Are dental X-rays harmful, and are they necessary?

Posted by admin | Uncategorized | Posted on January 28th, 2014

By: Drs. Oz and Roizen Health Advice, Published on Mon Jan 27 2014

Depending on your age (kids may need them more often) and whether you have a lot of decay or bone loss (that affects older folks), your dentist will suggest when and how often you need X-rays. A full set of dental X-rays is appropriate if you haven’t been to the dentist in more than a year. They let your dentist see things that aren’t apparent when doing a standard exam and cleaning, such as the extent of gum disease, bone decay, decay under fillings or caps and even tumours.

The risks from dental X-rays have decreased, and they now deliver the lowest dose of radiation of any medical X-ray. Two to four images of your back teeth expose you to about 0.005 millisieverts of radiation. Nonetheless, if you’re going to be zapped, you should be given (not offered? ask for it!) a lead bib and a thyroid shield/collar to wear. Generally, pregnant women should skip any X-rays if possible.

By comparison, the average North American is exposed to 3.1 millisieverts from the environment annually. Various estimates conclude that 50 per cent to 97 per cent of this background radiation comes from natural sources (cosmic rays, radon gas and radioactive atoms in the upper atmosphere). The rest may come from nuclear power plants, nuclear medical facilities and procedures, leftover pollution from nuclear bomb tests and other sources.

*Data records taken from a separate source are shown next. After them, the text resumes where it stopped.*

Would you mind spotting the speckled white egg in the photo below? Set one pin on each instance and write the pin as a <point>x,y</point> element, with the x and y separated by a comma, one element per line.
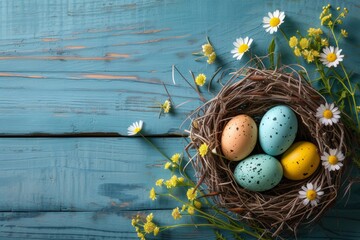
<point>277,130</point>
<point>239,137</point>
<point>258,173</point>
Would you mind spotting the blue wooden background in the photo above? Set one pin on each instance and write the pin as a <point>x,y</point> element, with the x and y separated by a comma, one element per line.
<point>75,74</point>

We understand your concern about a lifetime’s accumulated exposure to radiation. That’s a valid point, but there are bigger sources of exposure that you can control (like opting for MRIs instead of CT scans, if possible). If having a dental X-ray every couple of years reveals an infection or disease — periodontal disease can damage your heart and worsen diabetes — we think the rewards far outweigh the risks.